On a d’abord cru à un poisson d’avril anticipé de quarante-huit heures. Hélas non… Samedi dernier, Frigide Barjot, qui avait conseillé la veille à ses ouailles de La Manif pour tous de se préparer à la Résurrection, s’est rendue en terre d’islam – à savoir au Bourget, où se tenait la 30e Rencontre annuelle des musulmans de France organisée par l’UOIF, l’Union des organisations islamiques de France, proche des Frères musulmans. Et pas pour les convertir… Pour lancer aux musulmans : « Vous êtes notre espérance ! » Tel que.
On appréciera le choix du mot « espérance », par une Barjot de plus en plus déjantée, plutôt que du mot « espoir ». Ceux qui pensaient que l’espérance est une vertu théologale un tout petit peu liée au Christ et à l’Esprit saint peuvent récrire leur catéchisme, fiche en l’air en même temps l’encyclique Spe Salvi de Benoît XVI – consacrée, justement, à l’espérance –, et brûler tout un tas de textes ringards comme l’Epître aux Corinthiens, la Lettre aux Ephésiens, etc. Le concile Vatican II, à côté de la Barjot, c’était d’un réac…
Il faut croire que pour la pasionaria des beaux quartiers, la fin justifie les moyens. Et peu importe ce qui se passera après, quand les musulmans présenteront la note, par exemple en exigeant le droit à la polygamie ou à la lapidation des femmes infidèles. Notez que si la Barjot, avec ses airs hallucinés, ses tenues bariolées et ses T-shirts débiles, se voyait imposer le port de la burqa à chacune de ses sorties de son duplex parisien, il n’y aurait pas foule pour s’en plaindre et l’esthétique y gagnerait ce que la liberté y perdrait.
600 000 musulmans, ça va plaire à Madame Michu…
En ce samedi saint donc, la Barjot n’a rien trouvé de mieux que d’aller chercher du renfort, pour lutter contre le mariage des homosexuels, chez les musulmans. Une démarche faite avec « émotion », leur a-t-elle publiquement confessé. Un peu plus et elle en chialait.
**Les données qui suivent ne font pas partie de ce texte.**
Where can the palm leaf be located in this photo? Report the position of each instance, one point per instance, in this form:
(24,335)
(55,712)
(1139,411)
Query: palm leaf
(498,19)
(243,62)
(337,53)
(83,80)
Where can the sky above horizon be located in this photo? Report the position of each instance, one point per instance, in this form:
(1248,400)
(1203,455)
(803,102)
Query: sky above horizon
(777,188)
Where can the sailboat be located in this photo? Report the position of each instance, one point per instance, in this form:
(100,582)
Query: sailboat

Après ce grand moment de télé-réalité fortement déconseillé aux moins de dix ans, elle s’en est remise aux musulmans pour que le succès de la prochaine mobilisation nationale de La Manif pour tous soit plus important que le 13 janvier et le 24 mars ! Elle l’a dit texto : « On sera deux millions, mais on ne le sera pas sans vous ! Vous êtes ceux qui feront basculer la loi ! »
Là, c’est sublime. Les musulmans de France – on entend par là les musulmans français ainsi que les musulmans vivant en France et n’ayant pas forcément vocation à y rester – n’ont jamais été fichus de s’organiser, et voilà que c’est une « catho branchée » (1) qui se propose de les fédérer ! S’ils répondaient à son appel, faudra pas venir s’étonner, ensuite, s’ils y prennent goût… Et si, Algériens, Maliens, Qataris ou Afghans, ils réclament le droit de vote qu’il sera compliqué de leur refuser puisqu’on aura fait appel à eux pour « faire basculer » une loi sur laquelle – allô Frigide – ils n’ont pas à donner leur avis !
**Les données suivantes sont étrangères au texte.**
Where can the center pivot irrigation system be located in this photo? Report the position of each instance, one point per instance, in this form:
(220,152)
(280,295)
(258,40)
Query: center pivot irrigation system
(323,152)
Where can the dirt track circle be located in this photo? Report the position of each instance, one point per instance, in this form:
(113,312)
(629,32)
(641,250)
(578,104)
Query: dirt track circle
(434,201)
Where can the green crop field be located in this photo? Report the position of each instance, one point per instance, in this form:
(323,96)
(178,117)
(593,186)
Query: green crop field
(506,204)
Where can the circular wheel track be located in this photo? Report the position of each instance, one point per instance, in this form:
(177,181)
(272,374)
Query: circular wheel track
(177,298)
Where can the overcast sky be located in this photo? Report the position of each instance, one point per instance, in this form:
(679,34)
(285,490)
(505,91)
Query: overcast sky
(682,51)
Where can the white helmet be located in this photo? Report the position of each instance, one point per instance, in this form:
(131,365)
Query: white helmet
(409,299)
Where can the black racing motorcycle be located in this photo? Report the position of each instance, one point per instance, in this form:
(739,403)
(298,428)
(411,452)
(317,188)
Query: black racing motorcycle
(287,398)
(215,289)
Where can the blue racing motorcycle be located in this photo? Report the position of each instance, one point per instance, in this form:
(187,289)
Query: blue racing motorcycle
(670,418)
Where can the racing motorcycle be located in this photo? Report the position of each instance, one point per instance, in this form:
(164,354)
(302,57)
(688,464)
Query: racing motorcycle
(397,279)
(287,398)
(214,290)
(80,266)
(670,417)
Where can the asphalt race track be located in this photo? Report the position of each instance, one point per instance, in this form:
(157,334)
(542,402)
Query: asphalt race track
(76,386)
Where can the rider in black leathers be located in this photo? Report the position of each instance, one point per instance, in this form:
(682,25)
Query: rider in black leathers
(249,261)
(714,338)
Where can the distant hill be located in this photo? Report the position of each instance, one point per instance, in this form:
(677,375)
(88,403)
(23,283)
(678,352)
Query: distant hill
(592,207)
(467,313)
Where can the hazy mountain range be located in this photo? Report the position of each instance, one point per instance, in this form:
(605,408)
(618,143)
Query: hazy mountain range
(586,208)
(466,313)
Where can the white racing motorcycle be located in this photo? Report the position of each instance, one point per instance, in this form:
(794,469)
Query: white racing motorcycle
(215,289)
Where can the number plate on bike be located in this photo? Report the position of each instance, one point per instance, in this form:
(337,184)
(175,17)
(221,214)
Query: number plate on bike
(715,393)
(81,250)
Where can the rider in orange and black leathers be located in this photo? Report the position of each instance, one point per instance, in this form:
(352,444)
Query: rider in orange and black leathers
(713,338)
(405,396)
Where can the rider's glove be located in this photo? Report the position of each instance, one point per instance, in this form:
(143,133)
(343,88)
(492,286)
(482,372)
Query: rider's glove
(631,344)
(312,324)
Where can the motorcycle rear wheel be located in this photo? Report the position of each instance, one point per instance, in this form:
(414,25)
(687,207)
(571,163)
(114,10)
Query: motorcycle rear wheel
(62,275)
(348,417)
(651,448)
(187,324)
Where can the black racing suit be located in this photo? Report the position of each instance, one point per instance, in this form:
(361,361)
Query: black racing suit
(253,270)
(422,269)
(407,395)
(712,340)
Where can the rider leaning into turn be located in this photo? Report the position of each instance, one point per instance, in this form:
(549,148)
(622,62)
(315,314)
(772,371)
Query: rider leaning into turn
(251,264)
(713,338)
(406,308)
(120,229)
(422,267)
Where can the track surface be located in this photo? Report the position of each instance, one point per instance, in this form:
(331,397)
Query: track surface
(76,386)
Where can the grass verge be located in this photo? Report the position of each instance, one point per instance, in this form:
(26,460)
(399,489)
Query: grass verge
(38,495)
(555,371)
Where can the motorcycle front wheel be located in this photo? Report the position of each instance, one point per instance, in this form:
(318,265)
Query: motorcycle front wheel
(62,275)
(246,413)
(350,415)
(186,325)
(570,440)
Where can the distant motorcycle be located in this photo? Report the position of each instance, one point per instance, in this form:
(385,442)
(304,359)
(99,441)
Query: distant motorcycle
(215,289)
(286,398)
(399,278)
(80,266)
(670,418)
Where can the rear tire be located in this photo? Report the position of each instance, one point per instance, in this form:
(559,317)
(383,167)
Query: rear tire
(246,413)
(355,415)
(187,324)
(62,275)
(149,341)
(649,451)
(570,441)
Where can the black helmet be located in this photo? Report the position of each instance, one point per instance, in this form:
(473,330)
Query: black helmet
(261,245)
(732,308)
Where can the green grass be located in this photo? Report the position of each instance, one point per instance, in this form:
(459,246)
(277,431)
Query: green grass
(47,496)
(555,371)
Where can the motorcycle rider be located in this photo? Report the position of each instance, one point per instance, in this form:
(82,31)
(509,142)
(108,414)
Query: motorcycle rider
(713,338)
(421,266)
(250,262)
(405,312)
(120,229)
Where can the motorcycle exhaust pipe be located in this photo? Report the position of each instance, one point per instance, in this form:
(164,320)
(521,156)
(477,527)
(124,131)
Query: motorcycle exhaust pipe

On voit d’ici, dans la France profonde, l’effet que produirait la manifestation rêvée par la Barjot. Si l’on se fie à ses chiffres, il y avait 1,4 million de personnes à Paris le 24 mars. Elle en veut deux millions la prochaine fois. Différentiel : 600 000. M’est avis qu’en voyant 600 000 musulmans défiler dans les rues de Paris au journal de 20 heures, Madame Michu, son mari, leurs enfants, petits-enfants et neveux vont plutôt se dire qu’il y a moins péril à ce que les tarlouzes se marient qu’à laisser les barbus faire la loi. Le seul avantage, en ces temps de restrictions budgétaires, est qu’on fera l’économie du coût d’organisation du second tour de la prochaine présidentielle, puisque Marine Le Pen aura été élue dès le premier tour.
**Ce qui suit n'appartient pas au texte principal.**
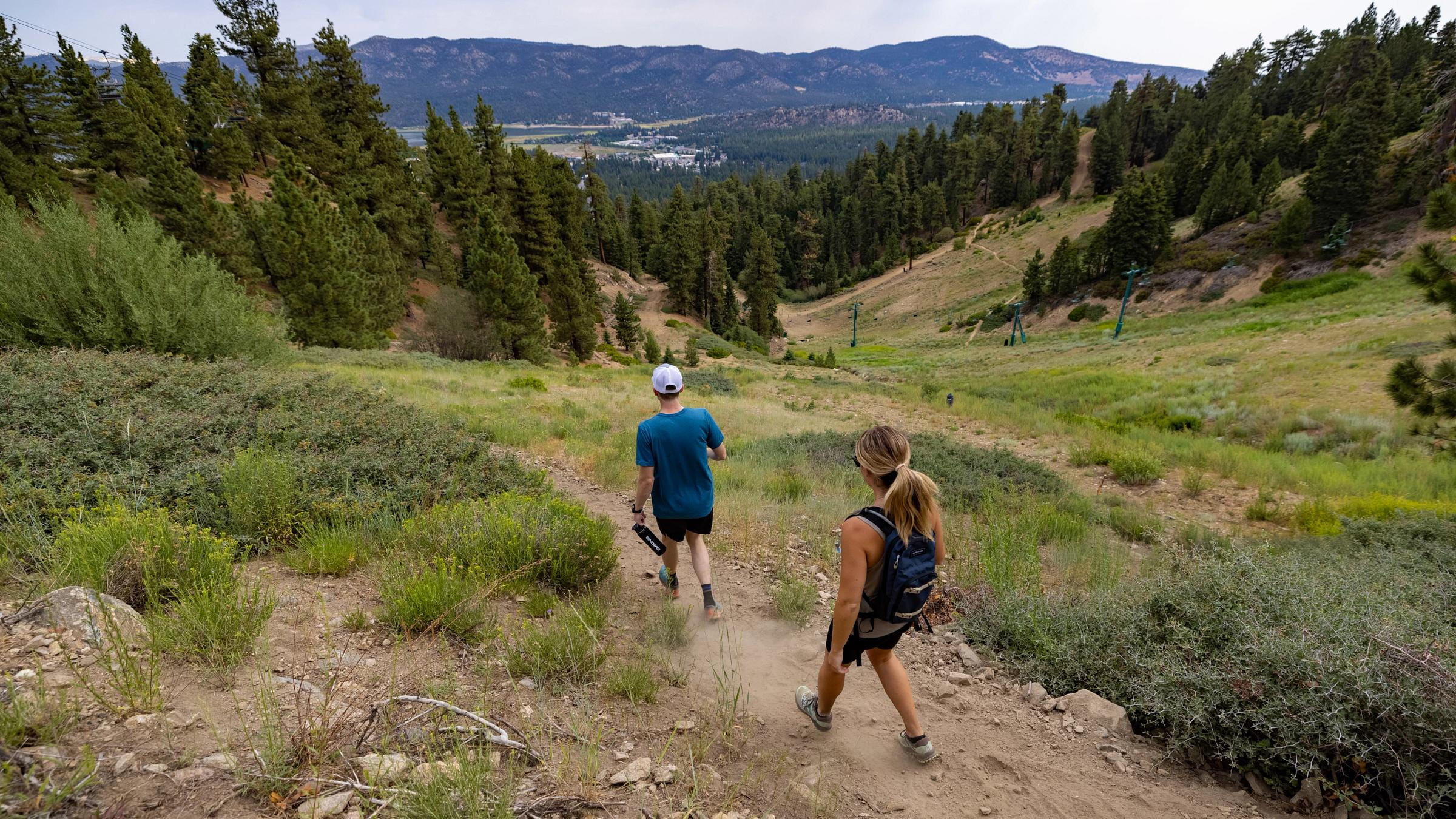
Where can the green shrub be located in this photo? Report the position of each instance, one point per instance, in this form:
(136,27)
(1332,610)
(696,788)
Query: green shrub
(787,487)
(743,335)
(329,550)
(794,601)
(564,649)
(1387,508)
(1136,467)
(667,625)
(140,557)
(538,539)
(216,625)
(1087,311)
(1290,662)
(616,356)
(1286,292)
(73,436)
(261,493)
(452,328)
(966,473)
(1315,517)
(634,682)
(35,716)
(1264,508)
(1134,525)
(120,283)
(467,786)
(437,595)
(715,382)
(541,604)
(1196,483)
« Le Fabuleux Destin d’une ispice di counasse »
Tant qu’à câliner les musulmans de l’UOIF dans le sens du poil de la barbiche, la Barjot leur a aussi annoncé, sans en avoir parlé à personne d’autre, la date de la prochaine manifestation ! Ce sera le dimanche 26 mai, a-t-elle décrété.
Pour les musulmans, c’est impec, il n’y a rien à leur calendrier ce jour-là. C’est du pot, non ? Pour les catholiques, ça va être un peu plus compliqué. Le dimanche 26 mai, c’est le jour de la Sainte Trinité. C’est vrai que le 23 mars, c’était le jour des Rameaux. Quand on a dû sécher l’évangile de la Passion du Christ, on n’est certes plus à ça près. Encore une chance qu’on ne soit pas en décembre…
Le 26 mai, c’est aussi la Fête des mères. Bien vu pour le symbole. Pour le cadeau des enfants, y’a plus à redire. « Vous venez les enfants, on va emmener maman chialer sur les Champs-Elysées » On dit ça, on dit rien…
A propos de symbole, quand la Barjot parlait, au Bourget, derrière elle s’étalait une grande banderole sur laquelle était écrit : « Au service des musulmans de France ». Beau coup de com’… pour les musulmans, monté grâce à l’intercession de Camel Bechikh, président de l’association Fils de France, membre assumé de l’UOIF et l’un des porte-parole de La Manif pour tous – alors que la catholique Béatrice Bourges, présidente du Collectif pour l’enfant, qui était elle aussi porte-parole, a été sèchement débarquée par la Barjot.
Pour ceux qui voudraient écrire la biographie de Virginie Merle, épouse Tellenne, alias Frigide Barjot, on a déjà le titre, emprunté aux Guignols de l’info d’après une œuvre de Jean-Pierre Jeunet : Le Fabuleux Destin d’une ispice di counasse.
Antoine Vouillazère
1. Frigide Barjot est l’auteur de Confessions d’une catho branchée (éd. Plon, 2 011).